Then the idea is to globalize the information by maximizing the previous
quantity over the time for each potential cluster \(w\), as suggested by Lin, Lopes, and Müller (2021): \[I^{(w)} = \underset{t \in \mathcal{T}}{\sup} \
I^{(w)}(t).\]
For cluster detection, as for the PFSS, the null hypothesis \(\mathcal{H}_0\) (the absence of cluster) is
defined as follows: \(\mathcal{H}_0: \forall w
\in \mathcal{W}, \ \mu_{w} = \mu_{w^\mathsf{c}} = \mu_S\). And
the alternative hypothesis \(\mathcal{H}_1^{(w)}\) associated with a
potential cluster \(w\) can be defined
as follows: \(\mathcal{H}_1^{(w)}: \mu_{w}
\neq \mu_{w^\mathsf{c}}\).
Frévent et al. (2021a) considered \(I^{(w)}\) as a concentration index and
maximized it over the set of potential clusters \(\mathcal{W}\) yielding to the following
distribution-free functional spatial scan statistic (DFFSS): \(\Lambda_{\text{DFFSS}} = \underset{w \in
\mathcal{W}}{\max} \ I^{(w)}\).
A pointwise approach based on ranks and on the nonparametric scan statistic for univariate data (Jung and Cho 2015) can be proposed in the univariate functional framework by adapting the approach of Frévent et al. (2021b).
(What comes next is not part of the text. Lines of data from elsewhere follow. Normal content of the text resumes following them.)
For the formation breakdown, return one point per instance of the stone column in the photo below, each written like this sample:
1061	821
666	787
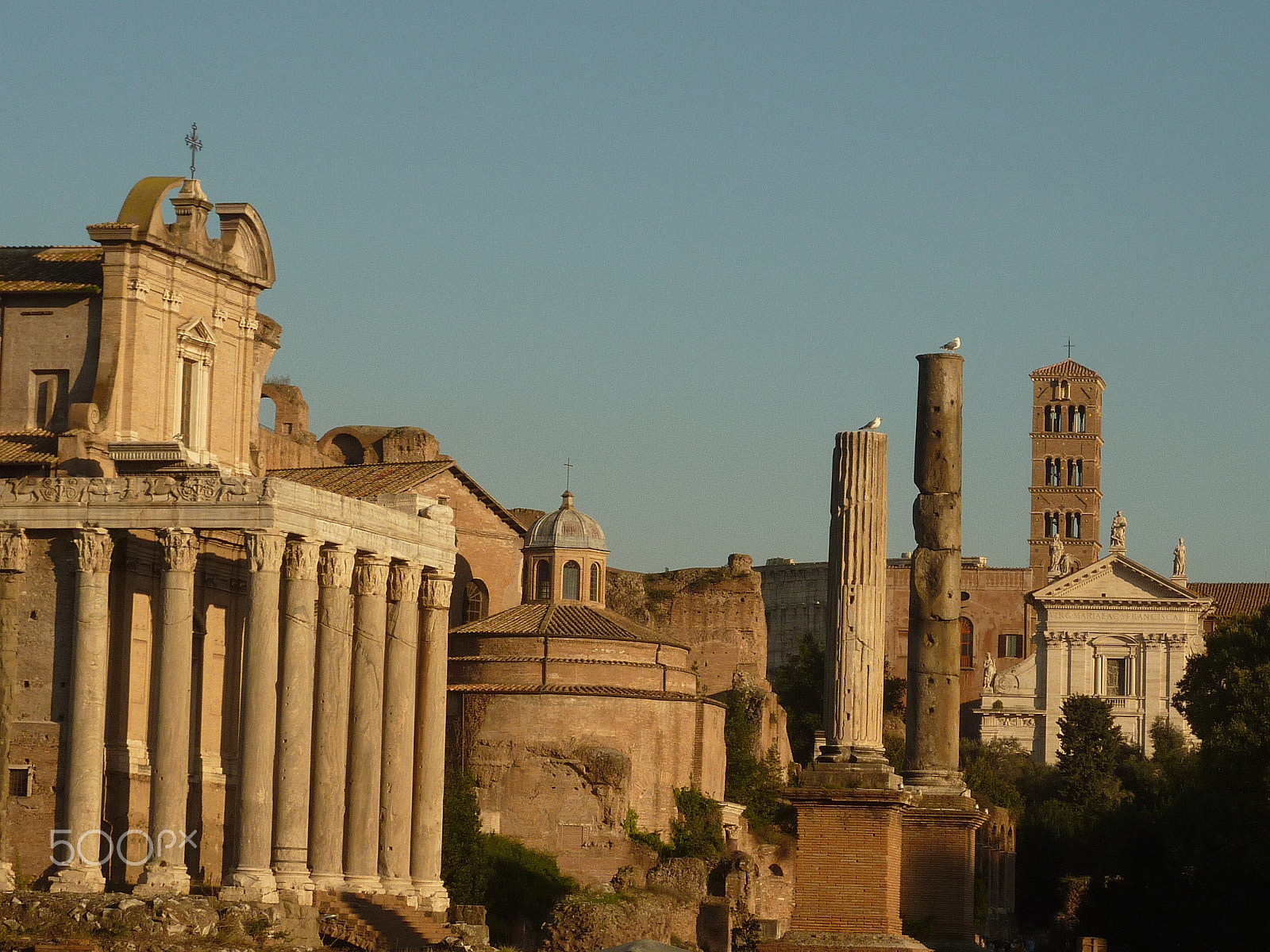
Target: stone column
296	721
856	636
400	677
86	753
429	744
169	772
330	717
258	727
935	588
13	566
366	727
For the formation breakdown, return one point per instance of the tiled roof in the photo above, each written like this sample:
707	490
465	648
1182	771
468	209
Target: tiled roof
29	447
1064	368
582	689
50	270
1233	597
368	480
563	621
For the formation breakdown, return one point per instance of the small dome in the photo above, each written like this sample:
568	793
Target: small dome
567	528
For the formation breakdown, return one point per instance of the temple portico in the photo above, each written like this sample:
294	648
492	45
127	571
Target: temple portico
252	636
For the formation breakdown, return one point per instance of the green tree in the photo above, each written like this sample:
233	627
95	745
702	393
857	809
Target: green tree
1091	748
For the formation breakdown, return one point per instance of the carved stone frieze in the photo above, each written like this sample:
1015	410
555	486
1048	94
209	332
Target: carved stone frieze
436	589
403	582
371	577
13	549
94	546
264	550
179	549
300	562
61	490
336	568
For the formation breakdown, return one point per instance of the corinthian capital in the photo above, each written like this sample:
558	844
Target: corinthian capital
403	582
436	590
13	549
179	549
264	550
371	575
94	547
302	560
336	568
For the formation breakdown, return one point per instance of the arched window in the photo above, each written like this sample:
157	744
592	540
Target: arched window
572	582
967	645
475	602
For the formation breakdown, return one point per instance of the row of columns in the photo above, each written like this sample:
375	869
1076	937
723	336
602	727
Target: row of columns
342	744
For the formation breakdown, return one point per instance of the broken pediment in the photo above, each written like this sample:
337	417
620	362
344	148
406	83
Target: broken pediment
1117	579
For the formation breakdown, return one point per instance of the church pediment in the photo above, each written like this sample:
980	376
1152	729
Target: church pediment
1114	579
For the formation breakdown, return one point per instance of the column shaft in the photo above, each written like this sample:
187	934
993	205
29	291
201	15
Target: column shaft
400	676
260	716
935	589
169	774
856	617
13	566
330	717
366	725
296	721
429	747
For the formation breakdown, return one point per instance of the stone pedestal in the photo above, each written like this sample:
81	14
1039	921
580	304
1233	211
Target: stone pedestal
937	892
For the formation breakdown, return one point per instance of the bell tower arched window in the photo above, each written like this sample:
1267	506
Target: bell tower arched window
572	582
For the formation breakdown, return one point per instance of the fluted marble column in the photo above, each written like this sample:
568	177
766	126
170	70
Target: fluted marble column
366	725
856	636
429	746
13	566
173	673
400	676
295	721
935	588
260	716
86	761
330	717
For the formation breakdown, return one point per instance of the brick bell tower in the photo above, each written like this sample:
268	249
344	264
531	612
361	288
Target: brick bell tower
1067	465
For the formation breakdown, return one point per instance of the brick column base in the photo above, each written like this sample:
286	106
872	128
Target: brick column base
937	894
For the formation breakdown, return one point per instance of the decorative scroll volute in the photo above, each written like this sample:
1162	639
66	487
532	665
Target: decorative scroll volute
13	549
435	592
179	549
336	568
94	547
302	560
403	582
371	577
264	550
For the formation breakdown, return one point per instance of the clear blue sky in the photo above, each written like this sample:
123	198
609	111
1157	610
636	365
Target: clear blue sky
685	244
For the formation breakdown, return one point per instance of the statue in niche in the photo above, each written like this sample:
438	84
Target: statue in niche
1119	526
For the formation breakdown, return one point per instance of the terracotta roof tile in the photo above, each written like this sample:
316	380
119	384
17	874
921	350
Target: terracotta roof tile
1064	368
368	480
29	447
50	270
1232	598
For a time \(t\), Jung and Cho (2015) proposed to test \(\mathcal{H}_0: \forall w \in \mathcal{W}, F_{w,t}
= F_{w^\mathsf{c},t}\) where \(F_{w,t}\) and \(F_{w^\mathsf{c},t}\) are the cumulative
distribution functions of \(X(t)\) in
\(w\) and outside \(w\), by using the Wilcoxon rank-sum test
statistic. For a time \(t\) and a
potential cluster \(w\), the Wilcoxon
rank-sum test statistic is \(\displaystyle{W(t)^{(w)} = \sum_{i, s_i \in w}
R_i(t)}\) where \(R_i(t)\) is
the rank of \(X_i(t)\) in \(\{ X_1(t), \dots, X_n(t) \}\), using the
average rank in the case of tied observations.
Then the standardized version of this statistic is \[T(t)^{(w)} = \dfrac{W(t)^{(w)} -
\mathbb{E}[W(t)^{(w)}]}{\sqrt{\mathbb{V}[W(t)^{(w)}]}}\] where
\(\mathbb{E}[W(t)^{(w)}] =
\dfrac{|w|(n+1)}{2}\) and \(\mathbb{V}[W(t)^{(w)}] = \dfrac{|w| |w^\mathsf{c}|
(n+1)}{12}\) are the expected value and the variance of \(W(t)^{(w)}\) under \(\mathcal{H}_0\).
Jung and Cho (2015) proposed to minimize
the p-value associated with \(T(t)^{(w)}\) on the set of potential
clusters \(\mathcal{W}\). We propose to
adapt their approach by simply using \(|T(t)^{(w)}|\) as a pointwise
statistic.
In the context of cluster detection, the null hypothesis is defined as
\(\mathcal{H}_0\): \(\forall w \in \mathcal{W}, \ \forall t \in
\mathcal{T}, \ F_{w,t} = F_{w^\mathsf{c},t}\). The alternative
hypothesis \(\mathcal{H}_1^{(w)}\)
associated with a potential cluster \(w\) is \(\mathcal{H}_1^{(w)}\): \(\exists t \in \mathcal{T}, \ F_{w,t}(x) =
F_{w^\mathsf{c},t}(x-\Delta_t)\), \(\Delta_t \neq 0\).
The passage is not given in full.